Question

In a swimming competition, only 3 students A, B, and C are taking part. The probability of A’s winning or B’s winning is three times the probability of C’s winning. The probability of the event either B or C to win is
(a) \[\dfrac{1}{7}\]
(b) \[\dfrac{2}{7}\]
(c) \[\dfrac{3}{7}\]
(d) \[\dfrac{4}{7}\]

Answer 1

Hint: We solve this problem by using the probability condition.
The probability condition is that the sum of all probabilities of individual events is equal to 1. That is if \[P\left( A \right),P\left( B \right),P\left( C \right)\] are the probabilities of winning of A, B and C then
\[P\left( A \right)+P\left( B \right)+P\left( C \right)=1\]
Now we use the condition that the winning events of A, B, and C are independent events.
We use the condition that the combined probability of independent events is obtained by adding the probabilities of independent events. That is if E is the probability of winning B or C then
\[P\left( E \right)=P\left( B \right)+P\left( C \right)\]

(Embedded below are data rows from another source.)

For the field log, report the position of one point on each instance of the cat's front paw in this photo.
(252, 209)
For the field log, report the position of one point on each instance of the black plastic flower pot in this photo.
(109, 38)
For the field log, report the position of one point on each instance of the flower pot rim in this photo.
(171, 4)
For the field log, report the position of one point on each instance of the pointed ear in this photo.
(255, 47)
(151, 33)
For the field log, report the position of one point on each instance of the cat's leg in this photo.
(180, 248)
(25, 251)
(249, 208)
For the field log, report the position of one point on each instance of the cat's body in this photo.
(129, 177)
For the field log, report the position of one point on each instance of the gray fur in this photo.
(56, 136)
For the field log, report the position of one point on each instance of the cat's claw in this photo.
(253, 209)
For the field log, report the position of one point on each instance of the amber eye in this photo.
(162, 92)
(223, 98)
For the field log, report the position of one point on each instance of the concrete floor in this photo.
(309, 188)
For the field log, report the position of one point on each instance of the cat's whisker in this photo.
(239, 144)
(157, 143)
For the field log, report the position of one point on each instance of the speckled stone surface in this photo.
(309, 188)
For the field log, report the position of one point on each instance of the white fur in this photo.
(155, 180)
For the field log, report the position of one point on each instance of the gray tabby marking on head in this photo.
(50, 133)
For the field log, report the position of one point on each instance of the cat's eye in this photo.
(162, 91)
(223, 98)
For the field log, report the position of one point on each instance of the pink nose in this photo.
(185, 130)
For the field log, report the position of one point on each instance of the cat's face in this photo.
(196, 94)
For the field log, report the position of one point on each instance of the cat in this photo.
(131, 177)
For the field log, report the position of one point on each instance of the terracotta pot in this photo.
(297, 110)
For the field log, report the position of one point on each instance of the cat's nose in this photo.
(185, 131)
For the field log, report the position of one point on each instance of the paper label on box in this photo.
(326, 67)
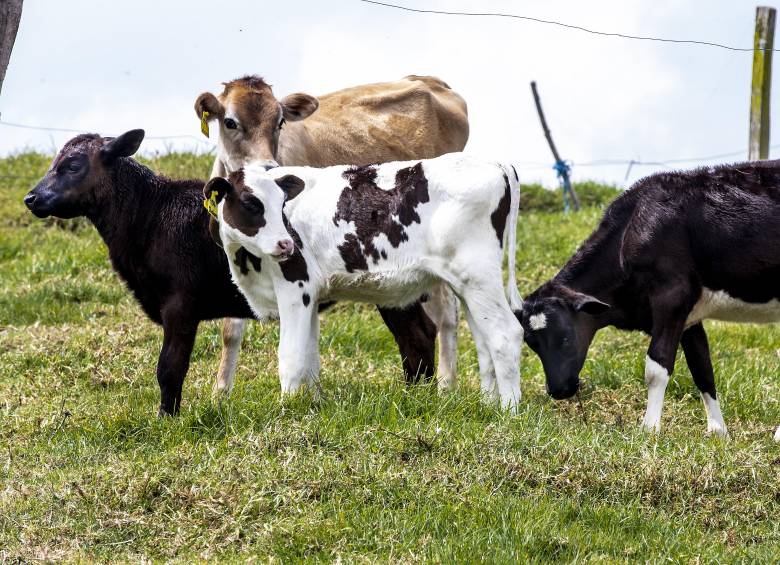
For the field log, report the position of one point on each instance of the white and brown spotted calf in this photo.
(416, 117)
(384, 234)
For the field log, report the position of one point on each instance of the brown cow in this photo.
(417, 117)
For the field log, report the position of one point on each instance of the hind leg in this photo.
(415, 335)
(502, 336)
(487, 371)
(442, 308)
(697, 355)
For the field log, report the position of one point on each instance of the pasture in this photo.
(372, 471)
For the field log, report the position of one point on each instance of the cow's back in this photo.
(723, 223)
(417, 117)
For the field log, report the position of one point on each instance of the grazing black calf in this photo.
(157, 233)
(675, 249)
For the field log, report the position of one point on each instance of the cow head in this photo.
(559, 325)
(82, 168)
(250, 210)
(250, 120)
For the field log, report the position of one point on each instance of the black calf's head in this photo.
(559, 325)
(70, 186)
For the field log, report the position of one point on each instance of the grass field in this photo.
(372, 471)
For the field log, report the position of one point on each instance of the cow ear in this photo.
(123, 146)
(298, 106)
(218, 185)
(207, 102)
(291, 185)
(590, 305)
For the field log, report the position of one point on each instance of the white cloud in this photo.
(94, 66)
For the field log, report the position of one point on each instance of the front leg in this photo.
(178, 338)
(668, 324)
(697, 354)
(299, 361)
(232, 334)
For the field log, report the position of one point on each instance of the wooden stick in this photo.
(763, 43)
(561, 167)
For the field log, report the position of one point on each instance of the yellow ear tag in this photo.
(204, 124)
(210, 204)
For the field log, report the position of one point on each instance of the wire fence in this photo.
(567, 26)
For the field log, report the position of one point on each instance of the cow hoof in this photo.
(717, 430)
(219, 393)
(650, 428)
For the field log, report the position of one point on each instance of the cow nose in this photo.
(564, 391)
(286, 246)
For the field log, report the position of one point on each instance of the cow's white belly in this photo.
(392, 289)
(719, 305)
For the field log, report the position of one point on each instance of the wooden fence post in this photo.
(763, 43)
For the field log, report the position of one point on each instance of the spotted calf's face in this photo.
(72, 185)
(250, 120)
(559, 326)
(251, 210)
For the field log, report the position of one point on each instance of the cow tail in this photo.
(510, 239)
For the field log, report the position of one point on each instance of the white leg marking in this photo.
(487, 372)
(298, 347)
(232, 334)
(503, 336)
(656, 378)
(715, 423)
(442, 308)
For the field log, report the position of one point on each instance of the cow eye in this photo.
(253, 205)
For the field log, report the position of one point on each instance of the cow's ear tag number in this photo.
(204, 123)
(210, 204)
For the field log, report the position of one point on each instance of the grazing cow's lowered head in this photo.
(251, 213)
(251, 119)
(72, 185)
(559, 325)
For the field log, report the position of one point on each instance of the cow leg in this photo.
(298, 346)
(697, 355)
(415, 335)
(668, 324)
(442, 308)
(490, 314)
(174, 361)
(232, 334)
(487, 372)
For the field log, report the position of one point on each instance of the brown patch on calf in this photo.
(501, 213)
(241, 258)
(374, 212)
(294, 269)
(243, 210)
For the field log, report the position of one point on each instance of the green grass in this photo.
(372, 471)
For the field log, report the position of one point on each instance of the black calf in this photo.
(157, 233)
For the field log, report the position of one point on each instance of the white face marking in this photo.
(538, 321)
(656, 378)
(719, 305)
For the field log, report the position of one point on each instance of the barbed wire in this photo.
(568, 26)
(69, 130)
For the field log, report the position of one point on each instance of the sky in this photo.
(104, 67)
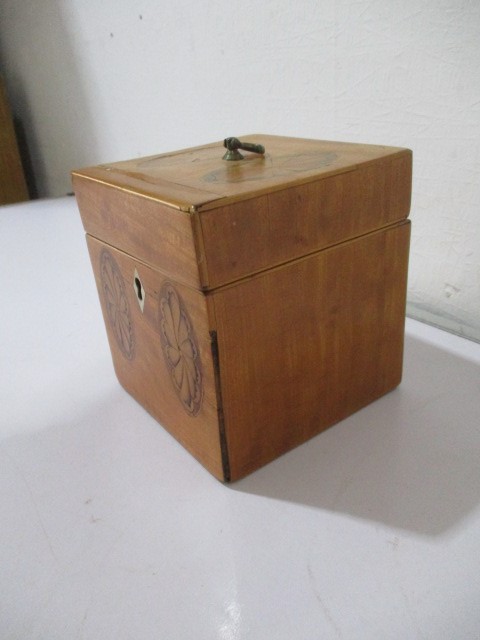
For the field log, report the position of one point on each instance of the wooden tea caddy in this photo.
(251, 304)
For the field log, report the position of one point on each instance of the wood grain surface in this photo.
(249, 307)
(144, 370)
(307, 344)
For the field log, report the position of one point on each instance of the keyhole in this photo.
(139, 290)
(138, 284)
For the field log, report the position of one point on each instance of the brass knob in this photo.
(234, 144)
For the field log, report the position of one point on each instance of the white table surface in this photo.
(110, 530)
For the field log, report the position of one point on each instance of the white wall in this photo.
(97, 81)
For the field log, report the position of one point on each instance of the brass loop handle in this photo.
(234, 144)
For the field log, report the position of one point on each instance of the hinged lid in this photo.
(199, 178)
(244, 216)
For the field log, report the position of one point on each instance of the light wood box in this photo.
(250, 305)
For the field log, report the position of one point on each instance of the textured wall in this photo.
(98, 81)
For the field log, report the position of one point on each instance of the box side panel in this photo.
(140, 226)
(253, 235)
(159, 337)
(305, 345)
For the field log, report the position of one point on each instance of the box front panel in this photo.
(140, 226)
(159, 337)
(307, 344)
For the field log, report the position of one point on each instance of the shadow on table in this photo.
(410, 460)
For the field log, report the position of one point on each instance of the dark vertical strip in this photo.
(221, 417)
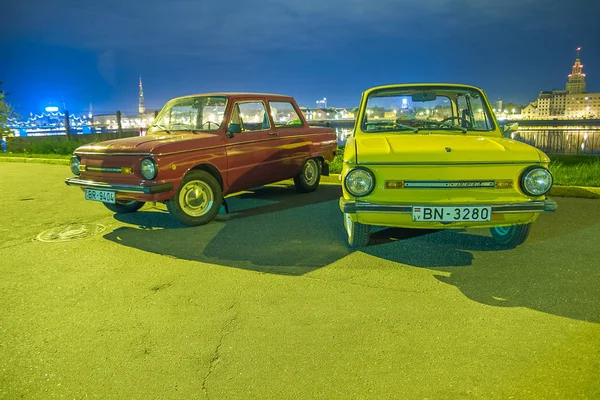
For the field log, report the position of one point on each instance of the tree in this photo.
(6, 112)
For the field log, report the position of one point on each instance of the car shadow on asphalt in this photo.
(273, 229)
(276, 230)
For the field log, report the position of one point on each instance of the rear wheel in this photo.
(309, 176)
(358, 234)
(198, 199)
(510, 236)
(124, 207)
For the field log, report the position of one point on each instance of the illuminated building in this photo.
(571, 103)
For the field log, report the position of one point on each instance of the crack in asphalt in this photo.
(349, 282)
(225, 331)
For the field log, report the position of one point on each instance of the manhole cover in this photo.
(64, 233)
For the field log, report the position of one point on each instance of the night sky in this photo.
(82, 52)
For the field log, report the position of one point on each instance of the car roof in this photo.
(398, 85)
(237, 94)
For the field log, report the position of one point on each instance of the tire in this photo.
(358, 234)
(124, 207)
(510, 236)
(198, 199)
(309, 176)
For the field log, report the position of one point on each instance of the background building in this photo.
(571, 103)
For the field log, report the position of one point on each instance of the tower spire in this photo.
(576, 82)
(141, 107)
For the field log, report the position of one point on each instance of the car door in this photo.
(253, 153)
(294, 140)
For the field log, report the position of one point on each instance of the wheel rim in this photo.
(311, 172)
(196, 198)
(502, 230)
(349, 225)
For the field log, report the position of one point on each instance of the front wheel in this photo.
(198, 199)
(358, 234)
(124, 207)
(309, 176)
(510, 236)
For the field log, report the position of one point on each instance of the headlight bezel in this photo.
(357, 170)
(527, 173)
(74, 164)
(154, 169)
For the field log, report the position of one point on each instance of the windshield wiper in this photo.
(454, 127)
(159, 126)
(412, 128)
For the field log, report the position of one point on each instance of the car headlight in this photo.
(536, 181)
(148, 168)
(359, 182)
(75, 163)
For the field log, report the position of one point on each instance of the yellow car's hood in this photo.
(441, 148)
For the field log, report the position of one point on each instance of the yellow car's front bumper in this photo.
(400, 215)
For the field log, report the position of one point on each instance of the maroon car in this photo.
(201, 148)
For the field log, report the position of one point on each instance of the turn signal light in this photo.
(504, 184)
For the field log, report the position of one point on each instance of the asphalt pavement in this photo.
(268, 302)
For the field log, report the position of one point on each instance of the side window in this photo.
(472, 111)
(284, 114)
(252, 115)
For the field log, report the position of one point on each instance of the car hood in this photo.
(441, 148)
(152, 144)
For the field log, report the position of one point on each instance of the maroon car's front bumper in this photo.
(145, 189)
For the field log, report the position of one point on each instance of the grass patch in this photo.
(26, 155)
(576, 170)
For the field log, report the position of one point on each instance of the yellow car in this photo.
(433, 156)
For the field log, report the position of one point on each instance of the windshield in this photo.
(410, 109)
(201, 113)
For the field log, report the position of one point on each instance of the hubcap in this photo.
(310, 172)
(196, 198)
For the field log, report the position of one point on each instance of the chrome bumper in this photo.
(148, 189)
(352, 206)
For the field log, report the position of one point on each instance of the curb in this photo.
(57, 161)
(558, 191)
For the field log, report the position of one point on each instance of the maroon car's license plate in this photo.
(451, 214)
(104, 196)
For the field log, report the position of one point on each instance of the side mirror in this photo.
(233, 129)
(508, 129)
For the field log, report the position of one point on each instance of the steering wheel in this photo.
(460, 120)
(211, 122)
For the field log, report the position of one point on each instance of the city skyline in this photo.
(95, 54)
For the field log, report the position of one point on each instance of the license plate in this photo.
(104, 196)
(451, 214)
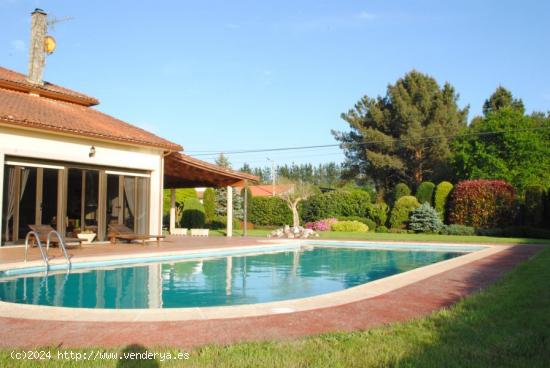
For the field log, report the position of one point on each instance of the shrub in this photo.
(209, 202)
(424, 219)
(268, 211)
(350, 226)
(400, 190)
(193, 214)
(401, 211)
(456, 229)
(321, 225)
(335, 203)
(482, 204)
(220, 223)
(364, 220)
(381, 229)
(378, 213)
(534, 205)
(425, 192)
(442, 192)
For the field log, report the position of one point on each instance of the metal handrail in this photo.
(44, 254)
(61, 244)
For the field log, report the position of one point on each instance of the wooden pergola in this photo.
(183, 171)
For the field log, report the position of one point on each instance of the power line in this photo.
(385, 140)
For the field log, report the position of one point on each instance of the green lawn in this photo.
(402, 237)
(507, 325)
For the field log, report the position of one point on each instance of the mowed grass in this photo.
(371, 236)
(506, 325)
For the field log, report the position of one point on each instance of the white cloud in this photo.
(18, 45)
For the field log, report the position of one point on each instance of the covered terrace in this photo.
(183, 171)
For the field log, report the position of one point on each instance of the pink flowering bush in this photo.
(321, 225)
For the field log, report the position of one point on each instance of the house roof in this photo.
(267, 190)
(20, 108)
(183, 171)
(16, 81)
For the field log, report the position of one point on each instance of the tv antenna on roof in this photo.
(53, 21)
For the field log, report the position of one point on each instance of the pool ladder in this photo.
(44, 253)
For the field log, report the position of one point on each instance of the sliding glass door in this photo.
(30, 197)
(71, 199)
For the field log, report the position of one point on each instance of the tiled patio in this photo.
(11, 254)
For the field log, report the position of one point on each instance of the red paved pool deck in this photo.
(415, 300)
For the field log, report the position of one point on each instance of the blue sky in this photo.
(225, 75)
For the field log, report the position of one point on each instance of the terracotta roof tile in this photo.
(24, 110)
(19, 81)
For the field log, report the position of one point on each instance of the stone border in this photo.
(360, 292)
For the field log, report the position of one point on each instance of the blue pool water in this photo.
(228, 280)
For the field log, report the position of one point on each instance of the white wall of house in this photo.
(45, 146)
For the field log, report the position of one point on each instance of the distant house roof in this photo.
(183, 171)
(64, 111)
(267, 190)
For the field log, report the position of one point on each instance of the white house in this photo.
(66, 164)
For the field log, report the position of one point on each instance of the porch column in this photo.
(172, 210)
(229, 227)
(1, 194)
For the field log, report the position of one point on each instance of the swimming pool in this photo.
(233, 279)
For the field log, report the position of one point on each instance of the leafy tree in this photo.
(502, 98)
(299, 192)
(193, 214)
(181, 195)
(401, 190)
(506, 145)
(405, 135)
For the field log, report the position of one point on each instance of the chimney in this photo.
(37, 58)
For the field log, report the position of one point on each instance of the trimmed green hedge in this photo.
(334, 204)
(193, 214)
(269, 211)
(425, 192)
(534, 205)
(209, 202)
(441, 198)
(400, 213)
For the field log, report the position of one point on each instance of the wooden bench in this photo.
(122, 232)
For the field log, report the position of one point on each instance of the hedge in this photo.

Complete step by step answer:
We are given that the probability of A’s winning or B’s winning is three times the probability of C’s winning.
Let us assume that \[P\left( A \right),P\left( B \right),P\left( C \right)\] are the probabilities of winning of A, B and C
Now, by converting the given statement into mathematical equation we get
\[\Rightarrow P\left( A \right)=P\left( B \right)=3P\left( C \right)\]
We know that the probability condition is that the sum of all probabilities of individual events is equal to 1. That is if \[P\left( A \right),P\left( B \right),P\left( C \right)\] are the probabilities of winning of A, B and C then
\[P\left( A \right)+P\left( B \right)+P\left( C \right)=1\]
Now, by substituting the required values in above equation that is substituting \[P\left( A \right),P\left( B \right)\] in terms of \[P\left( C \right)\] in above equation we get
\[\begin{align}
  & \Rightarrow 3P\left( C \right)+3P\left( C \right)+P\left( C \right)=1 \\
 & \Rightarrow 7P\left( C \right)=1 \\
 & \Rightarrow P\left( C \right)=\dfrac{1}{7} \\
\end{align}\]
Now, by substituting the value of \[P\left( C \right)\] in \[P\left( A \right),P\left( B \right)\] we get
\[\Rightarrow P\left( A \right)=P\left( B \right)=\dfrac{3}{7}\]
Here, we can see that the events of winning of A, B and C are independent events because winning of one person doesn’t affect the winning of other persons.
Let us assume that E be the event of winning of B or C
We know that the combined probability of independent events is obtained by adding the probabilities of independent events.
By using this condition to event E we get
\[P\left( E \right)=P\left( B \right)+P\left( C \right)\]
By substituting the required probabilities in above equation we get
\[\begin{align}
  & \Rightarrow P\left( E \right)=\dfrac{3}{7}+\dfrac{1}{7} \\
 & \Rightarrow P\left( E \right)=\dfrac{4}{7} \\
\end{align}\]
Therefore we can conclude that the probability of winning of B or C is \[\dfrac{4}{7}\]
So, option (d) is correct answer.


Note:
Students may do mistakes in taking the probability of combined events.
Here we are asked to find the probability of a combined event that is winning of B or C
We know that in a probability the or indicates the union and we have the probability of the union of events as
\[P\left( B\cup C \right)=P\left( B \right)+P\left( C \right)-P\left( B\cap C \right)\]
But here the events of winning A, B, and C are independent events so that there will be no intersection. So, we take the formula as
\[P\left( B\cup C \right)=P\left( B \right)+P\left( C \right)\]
But students do not consider the independent events and take the formula as
\[P\left( B\cup C \right)=P\left( B \right)+P\left( C \right)-P\left( B\cap C \right)\]
Here, we cannot find the probability because we have no condition to find the intersection of events.